To efficiently perform concurrent query execution RethinkDB implements block-level multiversion concurrency control (MVCC). Whenever a write operation occurs while there is an ongoing read, RethinkDB takes a snapshot of the B-Tree for each relevant shard and temporarily maintains different versions of the blocks in order to execute read and write operations concurrently. From the perspective of the applications written on top of RethinkDB, the system is essentially lock-free— you can run an hour-long analytics query on a live system without blocking any real-time reads or writes.
RethinkDB does take exclusive block-level locks in case multiple writes are performed on documents that are close together in the B-Tree. If the contested block is cached in memory, these locks are extremely short-lived. If the blocks need to be loaded from disk, these locks take longer. Typically this does not present performance problems because the top levels of the B-Tree are all cached along with the frequently used blocks, so in most cases writes can be performed essentially lock-free.

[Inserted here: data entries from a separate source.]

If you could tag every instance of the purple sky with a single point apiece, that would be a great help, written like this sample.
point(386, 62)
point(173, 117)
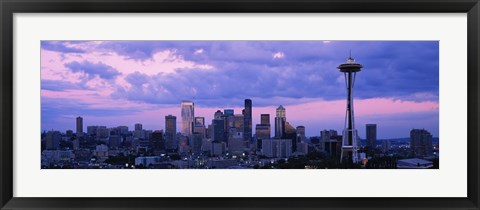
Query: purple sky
point(116, 83)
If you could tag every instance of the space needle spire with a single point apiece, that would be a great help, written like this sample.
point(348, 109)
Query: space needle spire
point(349, 138)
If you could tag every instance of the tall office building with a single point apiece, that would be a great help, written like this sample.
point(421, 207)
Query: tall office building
point(421, 142)
point(247, 121)
point(188, 113)
point(199, 126)
point(52, 140)
point(196, 140)
point(218, 115)
point(79, 126)
point(218, 130)
point(170, 132)
point(239, 122)
point(228, 112)
point(280, 120)
point(262, 131)
point(199, 120)
point(280, 148)
point(371, 134)
point(157, 142)
point(301, 134)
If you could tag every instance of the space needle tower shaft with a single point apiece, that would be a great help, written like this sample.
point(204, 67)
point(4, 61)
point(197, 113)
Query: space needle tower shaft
point(349, 137)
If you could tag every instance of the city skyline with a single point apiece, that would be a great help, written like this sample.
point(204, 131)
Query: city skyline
point(123, 83)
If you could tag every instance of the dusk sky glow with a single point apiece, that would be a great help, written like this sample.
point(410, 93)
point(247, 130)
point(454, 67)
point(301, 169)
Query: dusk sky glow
point(115, 83)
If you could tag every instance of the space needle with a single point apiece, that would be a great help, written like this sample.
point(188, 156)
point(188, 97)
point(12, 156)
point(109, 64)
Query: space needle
point(349, 139)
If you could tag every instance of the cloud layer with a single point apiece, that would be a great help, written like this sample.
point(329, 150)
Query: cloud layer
point(152, 75)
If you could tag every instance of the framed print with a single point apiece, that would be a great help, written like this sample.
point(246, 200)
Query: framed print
point(239, 105)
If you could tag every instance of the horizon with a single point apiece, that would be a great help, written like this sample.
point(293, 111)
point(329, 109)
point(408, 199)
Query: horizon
point(116, 83)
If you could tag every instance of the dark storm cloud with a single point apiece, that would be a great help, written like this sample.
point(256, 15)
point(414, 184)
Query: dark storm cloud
point(393, 69)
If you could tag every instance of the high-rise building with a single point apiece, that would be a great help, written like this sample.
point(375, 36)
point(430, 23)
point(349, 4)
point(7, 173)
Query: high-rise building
point(114, 141)
point(52, 140)
point(247, 121)
point(92, 130)
point(199, 121)
point(228, 112)
point(157, 142)
point(386, 146)
point(102, 132)
point(122, 130)
point(421, 143)
point(218, 115)
point(196, 143)
point(262, 131)
point(199, 126)
point(300, 134)
point(291, 133)
point(79, 126)
point(280, 120)
point(188, 115)
point(371, 135)
point(170, 132)
point(280, 148)
point(239, 122)
point(218, 130)
point(236, 144)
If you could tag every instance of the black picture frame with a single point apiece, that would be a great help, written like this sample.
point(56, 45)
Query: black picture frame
point(10, 7)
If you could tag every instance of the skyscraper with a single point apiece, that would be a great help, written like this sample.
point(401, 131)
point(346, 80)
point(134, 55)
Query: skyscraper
point(218, 130)
point(300, 134)
point(218, 115)
point(79, 126)
point(239, 123)
point(371, 135)
point(187, 117)
point(280, 120)
point(229, 112)
point(199, 126)
point(421, 142)
point(349, 141)
point(52, 140)
point(170, 132)
point(247, 121)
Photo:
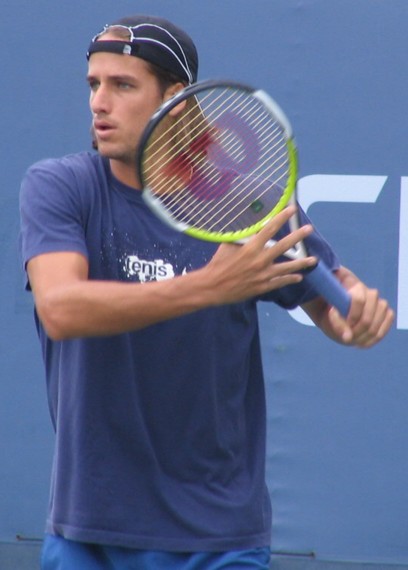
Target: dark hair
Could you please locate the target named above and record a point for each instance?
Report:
(164, 78)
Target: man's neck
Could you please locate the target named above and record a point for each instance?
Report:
(125, 173)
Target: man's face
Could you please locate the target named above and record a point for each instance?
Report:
(124, 95)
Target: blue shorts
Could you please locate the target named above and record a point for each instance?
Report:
(62, 554)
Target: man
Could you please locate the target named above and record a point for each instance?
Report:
(150, 339)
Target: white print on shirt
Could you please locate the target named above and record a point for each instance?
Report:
(146, 271)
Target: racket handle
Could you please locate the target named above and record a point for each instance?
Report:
(325, 283)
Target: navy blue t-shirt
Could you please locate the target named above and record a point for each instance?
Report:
(160, 433)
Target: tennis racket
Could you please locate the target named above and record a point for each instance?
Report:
(217, 161)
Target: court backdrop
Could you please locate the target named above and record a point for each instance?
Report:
(337, 430)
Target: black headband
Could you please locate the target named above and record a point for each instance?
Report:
(154, 40)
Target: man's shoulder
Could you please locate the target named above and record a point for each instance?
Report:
(78, 162)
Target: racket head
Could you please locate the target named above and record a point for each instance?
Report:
(218, 160)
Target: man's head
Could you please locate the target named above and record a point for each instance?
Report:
(134, 65)
(152, 39)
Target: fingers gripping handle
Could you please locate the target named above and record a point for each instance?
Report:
(325, 283)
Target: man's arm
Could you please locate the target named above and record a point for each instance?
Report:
(70, 305)
(369, 320)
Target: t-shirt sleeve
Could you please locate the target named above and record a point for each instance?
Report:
(294, 295)
(51, 212)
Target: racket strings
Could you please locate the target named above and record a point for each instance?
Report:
(232, 150)
(242, 195)
(187, 121)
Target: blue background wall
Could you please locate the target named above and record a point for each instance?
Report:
(337, 456)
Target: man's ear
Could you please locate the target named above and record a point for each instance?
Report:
(170, 92)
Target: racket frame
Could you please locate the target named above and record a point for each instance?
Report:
(155, 204)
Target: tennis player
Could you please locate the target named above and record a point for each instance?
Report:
(150, 340)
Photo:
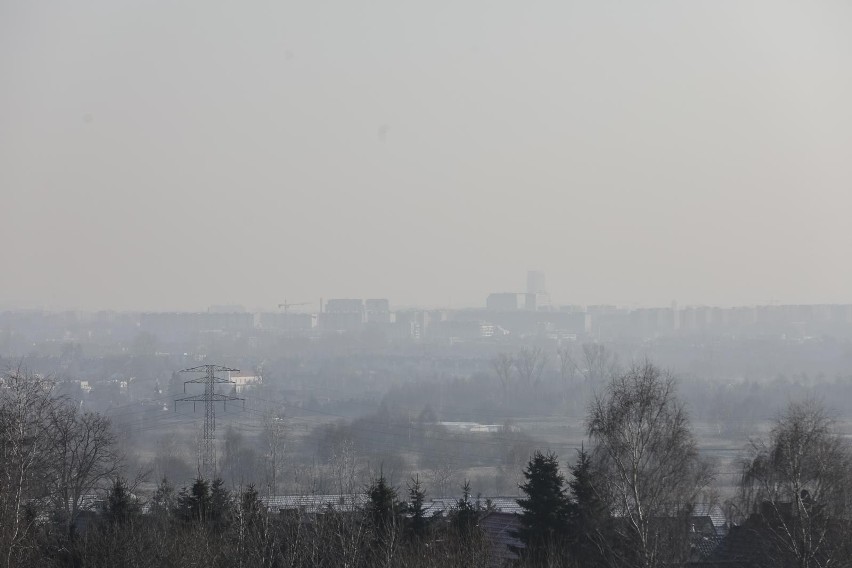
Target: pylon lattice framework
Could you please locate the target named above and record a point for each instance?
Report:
(209, 398)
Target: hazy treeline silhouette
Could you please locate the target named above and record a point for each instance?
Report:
(628, 500)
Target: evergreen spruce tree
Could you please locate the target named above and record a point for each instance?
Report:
(120, 505)
(466, 514)
(589, 515)
(417, 523)
(383, 505)
(220, 502)
(546, 509)
(193, 504)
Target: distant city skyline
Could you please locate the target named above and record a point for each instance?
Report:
(162, 157)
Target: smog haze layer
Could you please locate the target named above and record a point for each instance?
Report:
(181, 155)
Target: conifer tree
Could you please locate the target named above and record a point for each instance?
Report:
(588, 519)
(418, 523)
(546, 507)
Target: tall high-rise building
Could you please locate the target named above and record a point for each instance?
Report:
(537, 297)
(535, 282)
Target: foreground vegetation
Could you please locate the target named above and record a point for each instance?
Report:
(628, 500)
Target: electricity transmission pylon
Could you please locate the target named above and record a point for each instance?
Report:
(207, 448)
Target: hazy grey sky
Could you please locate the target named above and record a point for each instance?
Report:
(170, 155)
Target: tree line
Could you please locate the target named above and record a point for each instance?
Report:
(628, 500)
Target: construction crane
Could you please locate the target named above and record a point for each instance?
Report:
(287, 306)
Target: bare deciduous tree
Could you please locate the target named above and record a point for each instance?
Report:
(799, 483)
(600, 363)
(503, 364)
(529, 364)
(26, 460)
(647, 465)
(85, 457)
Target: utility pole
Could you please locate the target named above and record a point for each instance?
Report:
(207, 448)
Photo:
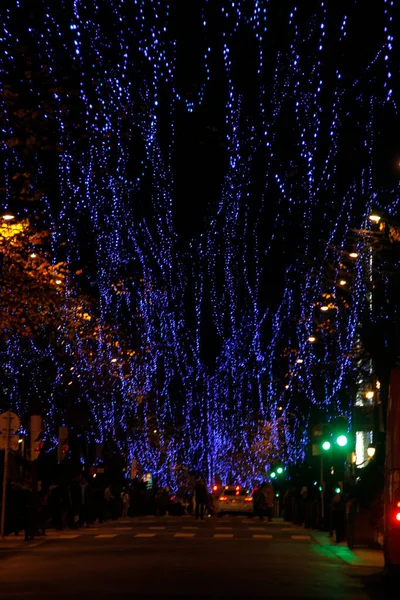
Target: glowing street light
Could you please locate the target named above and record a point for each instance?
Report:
(342, 440)
(374, 218)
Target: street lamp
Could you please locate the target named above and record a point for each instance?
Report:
(374, 218)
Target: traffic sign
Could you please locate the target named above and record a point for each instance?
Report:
(9, 423)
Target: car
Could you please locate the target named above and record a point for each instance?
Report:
(234, 499)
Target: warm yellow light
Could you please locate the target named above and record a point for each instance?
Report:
(374, 217)
(9, 230)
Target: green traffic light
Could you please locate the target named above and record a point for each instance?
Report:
(342, 441)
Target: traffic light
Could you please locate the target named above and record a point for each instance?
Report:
(342, 440)
(62, 448)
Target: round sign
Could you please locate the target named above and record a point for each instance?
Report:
(9, 423)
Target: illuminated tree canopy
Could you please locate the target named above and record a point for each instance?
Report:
(200, 169)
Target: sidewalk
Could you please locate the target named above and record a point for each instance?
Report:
(359, 557)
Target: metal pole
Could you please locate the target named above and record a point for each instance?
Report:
(322, 490)
(5, 477)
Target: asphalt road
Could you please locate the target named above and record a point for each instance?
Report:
(172, 557)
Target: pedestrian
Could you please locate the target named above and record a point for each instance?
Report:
(29, 507)
(257, 503)
(125, 498)
(84, 503)
(201, 498)
(268, 493)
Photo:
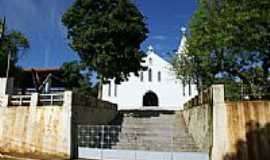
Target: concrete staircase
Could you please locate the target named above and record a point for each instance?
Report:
(154, 130)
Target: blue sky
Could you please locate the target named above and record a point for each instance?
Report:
(40, 21)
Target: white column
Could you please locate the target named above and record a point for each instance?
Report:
(220, 124)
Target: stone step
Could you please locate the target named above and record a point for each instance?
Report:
(161, 132)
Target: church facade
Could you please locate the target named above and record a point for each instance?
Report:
(155, 88)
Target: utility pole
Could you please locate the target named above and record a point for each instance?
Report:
(2, 35)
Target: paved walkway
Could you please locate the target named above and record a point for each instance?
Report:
(102, 154)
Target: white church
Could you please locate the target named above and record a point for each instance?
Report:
(155, 88)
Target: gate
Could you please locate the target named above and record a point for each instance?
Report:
(113, 142)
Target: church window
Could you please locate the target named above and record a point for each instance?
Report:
(159, 76)
(109, 89)
(189, 89)
(150, 75)
(150, 61)
(184, 89)
(115, 90)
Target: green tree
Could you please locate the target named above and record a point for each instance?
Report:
(107, 35)
(228, 40)
(13, 43)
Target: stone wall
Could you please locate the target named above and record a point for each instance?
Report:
(49, 131)
(237, 130)
(248, 130)
(34, 131)
(197, 122)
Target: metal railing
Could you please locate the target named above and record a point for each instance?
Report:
(20, 100)
(51, 99)
(43, 100)
(163, 139)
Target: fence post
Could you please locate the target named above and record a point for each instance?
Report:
(4, 100)
(34, 100)
(219, 124)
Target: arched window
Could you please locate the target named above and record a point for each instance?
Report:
(115, 90)
(189, 89)
(150, 75)
(184, 89)
(141, 76)
(150, 61)
(159, 76)
(109, 89)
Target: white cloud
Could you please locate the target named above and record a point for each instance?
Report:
(159, 37)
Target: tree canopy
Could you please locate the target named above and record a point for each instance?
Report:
(227, 40)
(107, 35)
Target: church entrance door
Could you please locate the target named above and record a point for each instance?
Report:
(150, 99)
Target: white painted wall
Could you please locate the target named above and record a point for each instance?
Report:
(169, 91)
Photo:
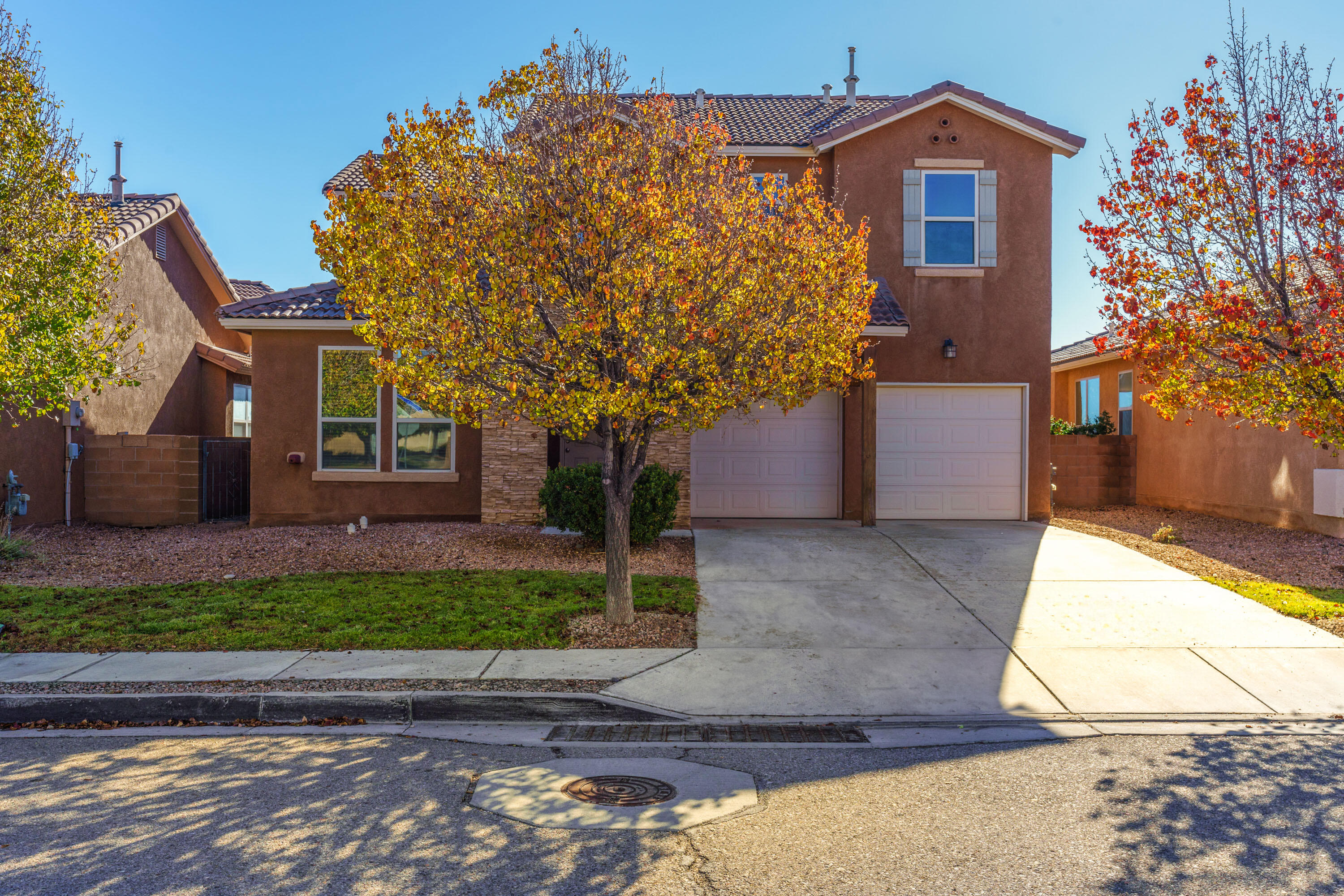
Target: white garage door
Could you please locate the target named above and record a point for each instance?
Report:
(783, 467)
(949, 453)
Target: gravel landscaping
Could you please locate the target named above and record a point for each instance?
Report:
(104, 555)
(1219, 549)
(331, 686)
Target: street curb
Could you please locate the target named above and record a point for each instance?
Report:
(374, 707)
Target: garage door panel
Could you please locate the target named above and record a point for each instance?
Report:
(785, 465)
(949, 453)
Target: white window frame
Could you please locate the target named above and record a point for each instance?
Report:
(925, 218)
(452, 438)
(1080, 390)
(1121, 409)
(233, 410)
(378, 418)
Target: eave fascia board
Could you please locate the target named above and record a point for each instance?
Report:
(1060, 147)
(752, 150)
(284, 323)
(1084, 362)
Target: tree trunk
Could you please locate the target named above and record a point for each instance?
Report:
(623, 461)
(620, 593)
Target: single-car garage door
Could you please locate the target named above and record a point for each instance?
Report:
(783, 467)
(949, 452)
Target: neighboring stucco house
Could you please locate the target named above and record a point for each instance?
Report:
(957, 190)
(1260, 475)
(195, 371)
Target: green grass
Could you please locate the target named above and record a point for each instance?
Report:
(1289, 600)
(323, 612)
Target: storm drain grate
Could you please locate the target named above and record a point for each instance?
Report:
(711, 734)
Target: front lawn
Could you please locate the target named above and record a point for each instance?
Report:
(1289, 600)
(324, 612)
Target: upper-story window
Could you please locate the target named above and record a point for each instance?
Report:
(349, 410)
(781, 184)
(949, 218)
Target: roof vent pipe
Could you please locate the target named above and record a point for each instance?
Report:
(851, 90)
(117, 180)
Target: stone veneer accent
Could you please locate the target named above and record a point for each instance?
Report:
(513, 471)
(143, 480)
(514, 468)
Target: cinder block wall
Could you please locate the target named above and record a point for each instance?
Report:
(513, 471)
(143, 480)
(1093, 471)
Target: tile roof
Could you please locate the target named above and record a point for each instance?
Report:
(228, 359)
(886, 311)
(142, 211)
(316, 301)
(800, 121)
(250, 288)
(322, 303)
(1074, 351)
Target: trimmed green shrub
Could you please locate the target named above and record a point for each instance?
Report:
(573, 500)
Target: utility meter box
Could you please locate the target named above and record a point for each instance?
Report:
(1328, 492)
(72, 416)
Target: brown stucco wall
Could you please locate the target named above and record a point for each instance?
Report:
(35, 452)
(285, 420)
(1000, 322)
(177, 309)
(1064, 399)
(143, 480)
(181, 394)
(1257, 475)
(1211, 467)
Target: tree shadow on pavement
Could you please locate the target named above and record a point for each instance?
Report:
(322, 817)
(1223, 810)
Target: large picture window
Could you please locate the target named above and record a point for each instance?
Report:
(949, 218)
(424, 438)
(349, 410)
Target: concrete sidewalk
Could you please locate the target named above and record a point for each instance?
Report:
(949, 618)
(292, 665)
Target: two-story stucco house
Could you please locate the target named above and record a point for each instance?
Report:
(957, 189)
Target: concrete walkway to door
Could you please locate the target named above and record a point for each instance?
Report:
(968, 618)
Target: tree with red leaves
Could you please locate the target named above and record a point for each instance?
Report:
(1221, 249)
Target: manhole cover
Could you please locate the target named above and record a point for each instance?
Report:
(620, 790)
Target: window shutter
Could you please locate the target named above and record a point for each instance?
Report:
(988, 219)
(914, 218)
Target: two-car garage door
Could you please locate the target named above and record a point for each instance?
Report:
(949, 452)
(944, 453)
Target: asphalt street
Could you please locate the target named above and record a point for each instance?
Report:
(385, 815)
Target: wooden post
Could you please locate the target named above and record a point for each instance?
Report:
(869, 499)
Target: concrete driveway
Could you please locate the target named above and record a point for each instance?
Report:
(963, 618)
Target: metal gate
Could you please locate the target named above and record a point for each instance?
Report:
(225, 479)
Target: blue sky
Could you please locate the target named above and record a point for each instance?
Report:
(245, 109)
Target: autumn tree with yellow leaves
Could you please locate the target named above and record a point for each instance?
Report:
(62, 331)
(594, 262)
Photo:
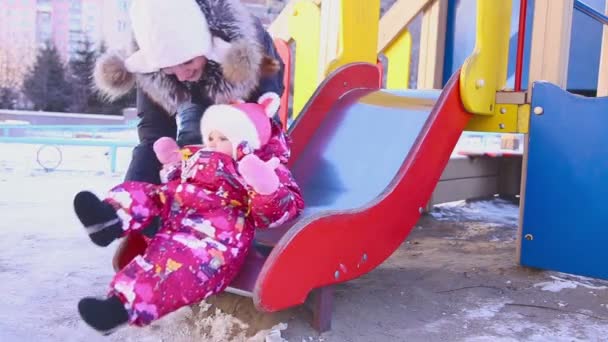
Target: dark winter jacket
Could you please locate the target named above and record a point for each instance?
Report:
(238, 77)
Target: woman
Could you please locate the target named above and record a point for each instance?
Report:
(189, 55)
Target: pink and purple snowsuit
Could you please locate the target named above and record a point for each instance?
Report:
(208, 216)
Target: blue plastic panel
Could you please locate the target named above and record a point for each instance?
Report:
(567, 184)
(360, 146)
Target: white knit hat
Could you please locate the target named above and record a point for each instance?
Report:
(168, 33)
(241, 122)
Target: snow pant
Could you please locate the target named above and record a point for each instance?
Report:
(180, 266)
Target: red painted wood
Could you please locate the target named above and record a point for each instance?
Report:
(285, 54)
(341, 81)
(130, 246)
(354, 243)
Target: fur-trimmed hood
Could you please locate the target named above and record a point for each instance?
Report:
(236, 78)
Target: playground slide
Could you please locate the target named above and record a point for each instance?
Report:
(367, 161)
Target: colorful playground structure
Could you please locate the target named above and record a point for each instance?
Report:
(368, 151)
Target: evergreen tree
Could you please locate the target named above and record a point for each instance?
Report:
(45, 85)
(81, 73)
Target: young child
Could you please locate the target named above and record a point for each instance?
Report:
(200, 221)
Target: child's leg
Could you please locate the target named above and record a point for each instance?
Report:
(130, 206)
(176, 270)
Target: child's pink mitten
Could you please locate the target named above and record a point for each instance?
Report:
(167, 151)
(260, 175)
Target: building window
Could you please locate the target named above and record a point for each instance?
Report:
(122, 26)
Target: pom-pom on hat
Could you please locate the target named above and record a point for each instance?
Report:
(241, 122)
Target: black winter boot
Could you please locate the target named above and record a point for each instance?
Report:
(103, 315)
(98, 218)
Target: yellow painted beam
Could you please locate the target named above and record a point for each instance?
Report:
(304, 27)
(396, 19)
(485, 70)
(432, 45)
(358, 32)
(279, 28)
(398, 56)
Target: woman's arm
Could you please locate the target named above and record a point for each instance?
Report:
(154, 124)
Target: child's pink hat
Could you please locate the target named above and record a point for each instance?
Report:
(240, 122)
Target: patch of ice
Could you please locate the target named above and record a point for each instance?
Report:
(559, 284)
(486, 311)
(497, 211)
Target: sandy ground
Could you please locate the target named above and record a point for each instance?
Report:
(454, 279)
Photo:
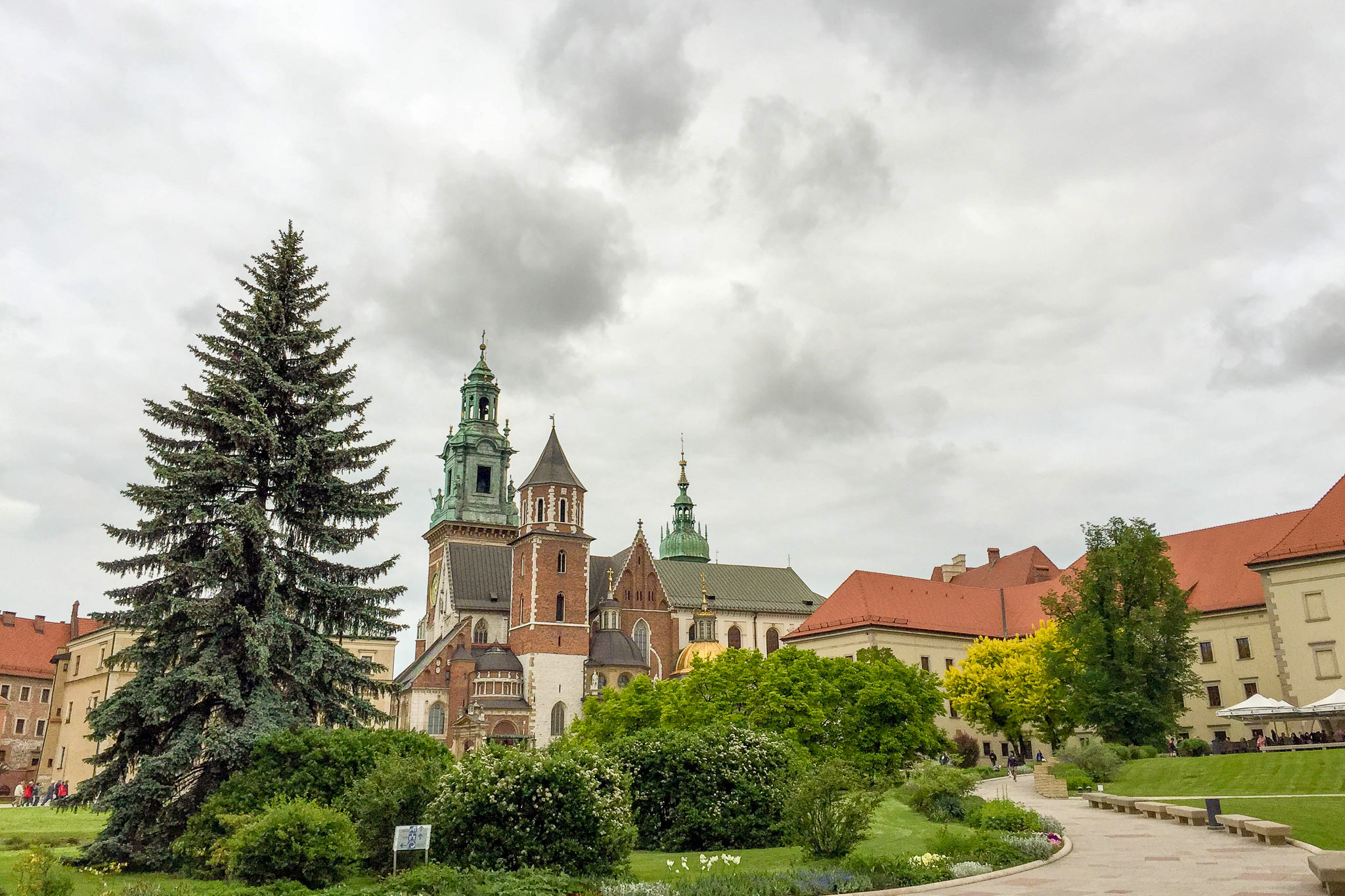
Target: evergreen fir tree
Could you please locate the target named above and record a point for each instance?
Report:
(240, 598)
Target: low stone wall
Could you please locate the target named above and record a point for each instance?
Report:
(1047, 784)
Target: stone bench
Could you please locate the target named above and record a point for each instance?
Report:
(1153, 811)
(1234, 824)
(1329, 868)
(1187, 815)
(1125, 803)
(1269, 832)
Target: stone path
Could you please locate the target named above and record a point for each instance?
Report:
(1118, 853)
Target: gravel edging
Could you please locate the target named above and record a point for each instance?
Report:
(958, 882)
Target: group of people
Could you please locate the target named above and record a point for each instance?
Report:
(32, 794)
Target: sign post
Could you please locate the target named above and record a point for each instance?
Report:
(410, 839)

The data is organized into B-Trees, and stored on disk using a log-structured storage engine built specifically for RethinkDB and inspired by the architecture of BTRFS. The storage engine has a number of benefits over other available options, including an incremental, fully concurrent garbage compactor, low CPU overhead and very efficient multicore operation, a number of SSD optimizations, instantaneous recovery after power failure, full data consistency in case of failures, and support for multiversion concurrency control.
The storage engine is used in conjunction with a custom, B-Tree-aware caching engine which allows file sizes many orders of magnitude greater than the amount of available memory. RethinkDB can operate on a terabyte of data with about ten gigabytes of free RAM.
It relies on the underlying storage system to ensure data consistency. RethinkDB does not perform additional checksums on stored data. It is, however, compatible with file systems which do guarantee data integrity, such as ZFS.
RethinkDB supports most commonly used file systems. It optionally supports direct disk I/O for greater efficiency, but this is not enabled by default.
RethinkDB ships with simple tools to perform a hot backup of a running cluster. See the backup instructions for more details.